Similarly, with a contemporary landmark concert hall, an emphasis on contemporary composers and the appointment of a young Latin American superstar as its orchestra’s music director, Los Angeles, long identified with tinsel and trivia, is now seen by many as the new hub of classical music.
Gustavo Dudamel just announced plans for his first season heading up the Los Angeles Philharmonic. In addition to some South American works and personal favorites, it's a program much in the tradition of the orchestra's departing chief, Esa-Pekka Salonen: West Coast composers and Europeans who have positioned themselves against more intellectually-based Modernist music.

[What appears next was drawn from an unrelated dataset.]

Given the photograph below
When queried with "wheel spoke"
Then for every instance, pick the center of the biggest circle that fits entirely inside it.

Salonen, leading this week’s Chicago Symphony Orchestra concerts, is the youngest conductor to retire from a major orchestra since Leonard Bernstein, who was also at the cusp of 51 when he left the New York Philharmonic. He intends to focus more on his own composing which just last year yielded one of his most successful works to date, his raucous Piano Concerto which he led here nine months ago with its dedicatee, Yefim Bronfman.
For this listener, composition seems the way to go for Salonen. In recent years his general conducting has been in a static place and his programming tastes have been narrow. He opened Thursday night at Orchestra Hall with Bartók’s 1936 Music for Strings, Percussion, and Celesta. Whether he was spooked by playing this work in the House that Hungarians (Reiner and Solti) Built or was seeing this normally edgy score through the scrim of the brand-new Fourth Symphony by the Estonian spiritual minimalist Arvo Pärt that followed, the performance was gauzy and sludgy. The closer, Debussy’s 1903-05 La Mer, had micro-shaped moments but also lacked overall drive and shape.

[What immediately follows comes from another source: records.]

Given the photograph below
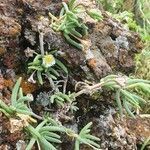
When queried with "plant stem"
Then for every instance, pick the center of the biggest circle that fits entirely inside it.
(5, 107)
(41, 43)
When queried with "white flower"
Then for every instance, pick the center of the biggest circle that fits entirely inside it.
(48, 61)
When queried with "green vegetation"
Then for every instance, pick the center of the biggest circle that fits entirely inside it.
(46, 65)
(70, 24)
(18, 104)
(131, 93)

Pärt, now 73, has been a cult figure since the late 1970s when he started writing in a slow-moving, lightly-scored style inspired by his Eastern Orthodox Christian faith. For me, this works best in his vocal pieces. I have little doubt that Salonen, who believes deeply in this music, gave this 35-minute symphony, Los Angeles (as in angels rather than the city named for them), an appropriate performance and I am sure that it fit better with the live and in-the-round acoustics of Walt Disney Concert Hall at its world première two weeks ago.

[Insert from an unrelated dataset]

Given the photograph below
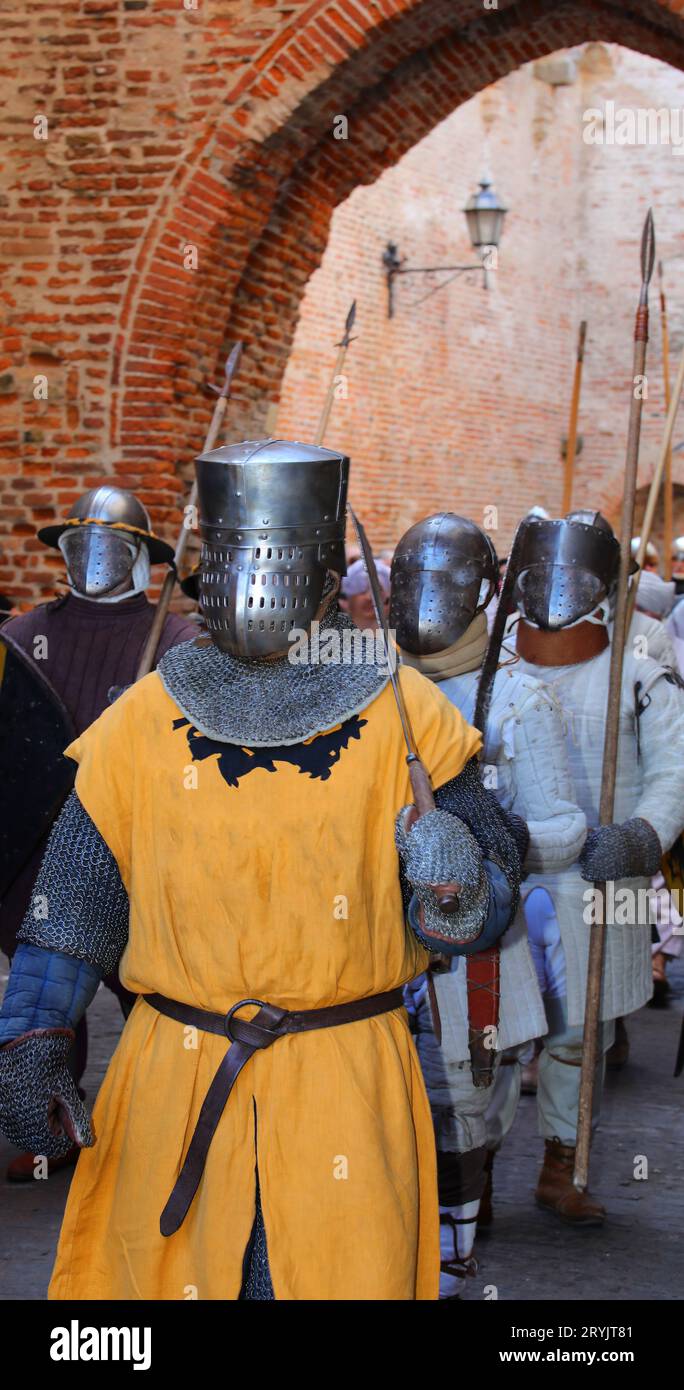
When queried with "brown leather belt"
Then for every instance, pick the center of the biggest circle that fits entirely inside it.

But to my ears this work for strings, harp, and percussion sounds more like a meditation tape than it does a work one hopes to engage with seriously and see how it lends itself to future interpretations. Over hazy, quiet strings a triangle sounds just when you know it will. Silences ask us to invest them with importance. A long-haul middle movement is followed by an angel's skipping ascent that sounds forced.
The piece may yet have an audience, and not only in Los Angeles. As Abraham Lincoln is said to have responded after hearing a reading of an over-long spiritualist tract, “People who like this sort of thing will find this the sort of thing they like.”